全米6位のテネシー大と全米7位のクレムソン大という、ともにスクールカラーがオレンジ色のチーム同士の対決。この2校が「オレンジボウル」に出場するというのですから、このマッチアップが誰かの悪ふざけなんて言われてもおかしくありませんよね(笑)。

テネシー大は今季2期目となるジョシュ・ハイペル(Josh Heupel)監督指揮下で大躍進。前年度は7勝6敗と辛うじて勝ち越しを決めたというシーズンでしたが、今季は開幕後8連勝。特に6戦目のアラバマ大戦では52対49という死闘の末にライバルを16年ぶりに倒すという偉業を成し遂げました。

参考記事2022年度第7週目レビュー

その後発表された第1回目のCFP(カレッジフットボールプレーオフ)ランキングでは堂々の首位を獲得。しかしその直後に行われたジョージア大(当時3位)との直接対決で完敗し、さらにシーズン終盤にはサウスカロライナ大にも土をつけられてプレーオフレースから脱落してしまいました。

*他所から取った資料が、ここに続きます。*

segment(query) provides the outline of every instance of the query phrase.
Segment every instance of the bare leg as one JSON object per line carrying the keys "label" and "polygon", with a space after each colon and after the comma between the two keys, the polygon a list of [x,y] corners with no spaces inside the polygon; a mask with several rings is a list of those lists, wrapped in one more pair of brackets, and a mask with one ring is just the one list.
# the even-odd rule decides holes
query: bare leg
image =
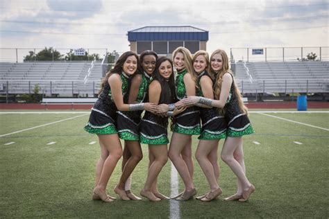
{"label": "bare leg", "polygon": [[129,200],[130,198],[128,198],[126,192],[124,191],[124,184],[129,176],[131,175],[131,173],[136,167],[137,164],[143,157],[142,152],[142,148],[140,147],[140,142],[137,141],[126,141],[126,146],[128,148],[129,151],[131,153],[131,156],[128,159],[126,165],[124,167],[121,176],[119,184],[115,188],[115,192],[117,193],[120,198],[124,200]]}
{"label": "bare leg", "polygon": [[[101,148],[106,148],[108,156],[103,162],[99,179],[96,179],[98,182],[94,189],[94,193],[99,196],[102,200],[108,202],[109,198],[106,195],[106,186],[117,161],[122,156],[122,148],[117,134],[98,134],[98,137]],[[103,149],[101,149],[101,153],[104,152]]]}
{"label": "bare leg", "polygon": [[[127,144],[126,141],[124,141],[124,155],[122,156],[122,163],[121,163],[121,171],[124,170],[124,168],[126,166],[126,164],[127,163],[128,159],[131,157],[131,153],[129,151],[129,149],[128,149],[128,146],[126,146],[126,144]],[[130,190],[130,188],[131,188],[131,175],[126,181],[126,183],[124,184],[124,190],[128,191],[128,190]]]}
{"label": "bare leg", "polygon": [[151,201],[160,201],[160,198],[157,198],[152,193],[152,186],[154,186],[154,182],[162,169],[162,167],[168,160],[168,151],[167,145],[149,146],[149,150],[154,156],[154,161],[149,168],[146,182],[141,191],[141,195],[147,198]]}
{"label": "bare leg", "polygon": [[243,188],[242,196],[245,201],[255,191],[255,187],[246,177],[245,171],[240,164],[234,158],[233,153],[239,146],[242,144],[242,137],[228,137],[225,141],[221,151],[221,159],[231,168],[242,184]]}
{"label": "bare leg", "polygon": [[192,159],[192,136],[189,135],[189,141],[186,143],[186,146],[182,150],[182,157],[184,161],[185,161],[187,169],[189,170],[189,175],[191,179],[193,180],[193,174],[194,172],[194,165]]}
{"label": "bare leg", "polygon": [[214,168],[208,156],[217,144],[217,140],[200,140],[196,152],[196,158],[207,178],[211,191],[217,189],[219,186],[214,176]]}
{"label": "bare leg", "polygon": [[189,135],[174,132],[169,151],[169,158],[183,179],[185,186],[185,191],[191,191],[195,189],[187,166],[180,156],[184,147],[185,147],[189,140]]}

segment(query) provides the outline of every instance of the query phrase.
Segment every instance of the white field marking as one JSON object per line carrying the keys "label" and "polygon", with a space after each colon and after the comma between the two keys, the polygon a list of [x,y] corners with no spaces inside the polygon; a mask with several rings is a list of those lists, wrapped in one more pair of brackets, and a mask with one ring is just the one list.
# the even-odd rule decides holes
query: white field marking
{"label": "white field marking", "polygon": [[[296,111],[296,110],[285,110],[285,111],[257,111],[250,110],[249,113],[297,113],[297,114],[312,114],[312,113],[329,113],[328,111]],[[69,112],[69,111],[0,111],[0,114],[84,114],[86,112]],[[88,113],[90,113],[89,112]]]}
{"label": "white field marking", "polygon": [[270,116],[270,117],[273,117],[273,118],[282,119],[282,120],[292,122],[292,123],[297,123],[297,124],[304,125],[306,125],[306,126],[310,126],[310,127],[312,127],[312,128],[319,128],[319,129],[321,129],[321,130],[323,130],[329,131],[329,129],[324,128],[322,128],[322,127],[319,127],[319,126],[312,125],[307,124],[307,123],[296,122],[296,121],[293,121],[293,120],[287,119],[284,119],[284,118],[281,118],[281,117],[278,117],[278,116],[272,116],[272,115],[268,115],[268,114],[261,113],[261,112],[258,112],[258,114],[264,115],[264,116]]}
{"label": "white field marking", "polygon": [[10,142],[6,143],[5,143],[5,144],[3,144],[3,145],[4,145],[4,146],[9,146],[9,145],[13,144],[13,143],[15,143],[14,141],[10,141]]}
{"label": "white field marking", "polygon": [[[170,173],[171,180],[171,197],[176,196],[178,194],[178,175],[177,173],[177,170],[174,166],[174,164],[171,163],[171,170]],[[179,202],[175,200],[171,199],[170,202],[170,215],[169,218],[179,219],[180,218],[180,210],[179,210]]]}
{"label": "white field marking", "polygon": [[35,126],[35,127],[31,127],[31,128],[26,128],[26,129],[24,129],[24,130],[22,130],[17,131],[17,132],[11,132],[11,133],[8,133],[8,134],[1,134],[1,135],[0,135],[0,137],[3,137],[3,136],[7,136],[7,135],[10,135],[10,134],[16,134],[16,133],[22,132],[25,132],[25,131],[31,130],[33,130],[33,129],[35,129],[35,128],[37,128],[44,127],[44,126],[46,126],[46,125],[49,125],[55,124],[55,123],[57,123],[63,122],[63,121],[67,121],[67,120],[74,119],[78,118],[78,117],[81,117],[81,116],[85,116],[85,115],[88,115],[88,114],[89,114],[89,113],[85,114],[83,114],[83,115],[76,116],[74,116],[74,117],[71,117],[71,118],[67,118],[67,119],[65,119],[56,121],[55,121],[55,122],[52,122],[52,123],[47,123],[47,124],[44,124],[44,125],[37,125],[37,126]]}
{"label": "white field marking", "polygon": [[[66,112],[66,111],[54,111],[54,112],[44,112],[44,111],[6,111],[0,112],[0,114],[78,114],[86,113],[86,112]],[[90,113],[90,112],[89,112]]]}
{"label": "white field marking", "polygon": [[294,110],[286,110],[286,111],[250,111],[248,110],[248,112],[249,113],[306,113],[306,114],[312,114],[312,113],[329,113],[329,110],[328,111],[294,111]]}

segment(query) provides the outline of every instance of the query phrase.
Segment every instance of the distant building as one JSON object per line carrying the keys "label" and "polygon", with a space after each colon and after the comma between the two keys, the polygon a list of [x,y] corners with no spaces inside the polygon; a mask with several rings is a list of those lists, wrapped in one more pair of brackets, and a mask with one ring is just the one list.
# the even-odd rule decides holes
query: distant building
{"label": "distant building", "polygon": [[178,46],[187,48],[193,54],[206,50],[208,38],[208,31],[191,26],[144,26],[128,31],[130,51],[137,54],[151,50],[169,55]]}

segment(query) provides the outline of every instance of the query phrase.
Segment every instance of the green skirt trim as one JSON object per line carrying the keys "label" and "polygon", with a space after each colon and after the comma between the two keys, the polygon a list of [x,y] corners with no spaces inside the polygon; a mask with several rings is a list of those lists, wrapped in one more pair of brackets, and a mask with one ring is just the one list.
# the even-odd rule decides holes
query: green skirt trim
{"label": "green skirt trim", "polygon": [[173,132],[185,134],[189,135],[199,135],[201,132],[200,124],[194,126],[183,126],[176,123],[174,125]]}
{"label": "green skirt trim", "polygon": [[111,123],[101,126],[94,125],[90,123],[87,123],[83,129],[90,134],[110,134],[118,133],[115,125]]}
{"label": "green skirt trim", "polygon": [[129,130],[119,130],[119,137],[122,140],[140,141],[140,137]]}
{"label": "green skirt trim", "polygon": [[167,144],[169,143],[169,140],[165,134],[153,137],[140,133],[140,143],[146,144]]}
{"label": "green skirt trim", "polygon": [[200,140],[216,140],[226,138],[226,130],[220,132],[212,132],[209,130],[204,130],[199,137]]}
{"label": "green skirt trim", "polygon": [[233,127],[229,127],[228,130],[227,131],[227,136],[230,137],[240,137],[246,134],[251,134],[255,133],[255,131],[251,127],[251,125],[249,123],[244,127],[243,130],[241,129],[235,129]]}

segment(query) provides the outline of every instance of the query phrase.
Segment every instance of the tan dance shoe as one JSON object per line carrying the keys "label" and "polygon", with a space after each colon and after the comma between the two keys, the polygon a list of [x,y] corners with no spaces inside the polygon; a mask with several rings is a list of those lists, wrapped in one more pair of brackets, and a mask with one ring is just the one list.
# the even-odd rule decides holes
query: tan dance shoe
{"label": "tan dance shoe", "polygon": [[240,198],[239,201],[242,202],[248,201],[251,193],[255,192],[255,190],[256,189],[255,188],[255,186],[253,184],[251,184],[248,190],[244,191],[244,192],[242,193],[242,198]]}
{"label": "tan dance shoe", "polygon": [[221,188],[218,188],[217,189],[210,191],[205,198],[201,199],[203,202],[210,202],[216,199],[218,196],[221,195],[223,193],[223,191]]}
{"label": "tan dance shoe", "polygon": [[115,189],[113,190],[115,193],[120,196],[120,198],[124,201],[129,201],[130,199],[128,198],[127,195],[126,194],[126,191],[123,189],[119,189],[118,186],[115,186]]}
{"label": "tan dance shoe", "polygon": [[234,194],[230,197],[224,198],[225,201],[235,201],[243,198],[242,195]]}
{"label": "tan dance shoe", "polygon": [[190,191],[185,191],[184,193],[183,193],[182,196],[178,197],[175,200],[177,201],[187,201],[192,198],[193,196],[194,196],[195,195],[196,195],[196,190],[195,189],[193,189]]}
{"label": "tan dance shoe", "polygon": [[152,202],[161,201],[161,199],[154,195],[154,194],[151,191],[142,190],[140,191],[140,195],[147,198],[148,200]]}
{"label": "tan dance shoe", "polygon": [[94,189],[94,191],[92,192],[92,198],[99,198],[105,202],[113,202],[112,199],[110,199],[108,195],[106,195],[106,193],[103,191],[101,191],[99,189]]}
{"label": "tan dance shoe", "polygon": [[134,201],[139,201],[142,200],[142,198],[133,193],[130,190],[126,191],[126,195],[127,195],[128,198]]}

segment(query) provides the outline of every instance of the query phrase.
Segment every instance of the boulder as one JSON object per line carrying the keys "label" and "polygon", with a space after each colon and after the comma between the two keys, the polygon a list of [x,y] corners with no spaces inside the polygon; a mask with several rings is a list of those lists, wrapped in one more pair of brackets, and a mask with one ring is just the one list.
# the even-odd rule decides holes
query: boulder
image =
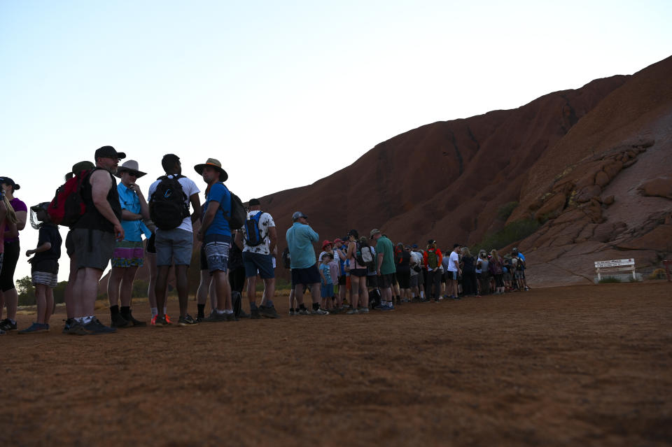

今季のテネシー大の躍進を支えたのはQBヘンドン・フッカー(Hendon Hooker)でした。一時はハイズマントロフィーレースにも名を連ねた程でしたが、サウスカロライナ大戦で膝を負傷。検査の結果ACL(前十字靭帯)断裂で長期戦線離脱を余儀なくされ、当然このオレンジボウルにも不出場。

さらには年間最優秀WR賞であるビレントニコフ賞を獲得したWRジェイリン・ハイアット(Jalin Hyatt)、さらにはセドリック・ティルマン(Cedric Tillman)が相次いでNFLドラフト早期入りを表明してこの試合出場をオプトアウト。戦力的にはレギュラーシーズン中のものを再現できるのかわかりません。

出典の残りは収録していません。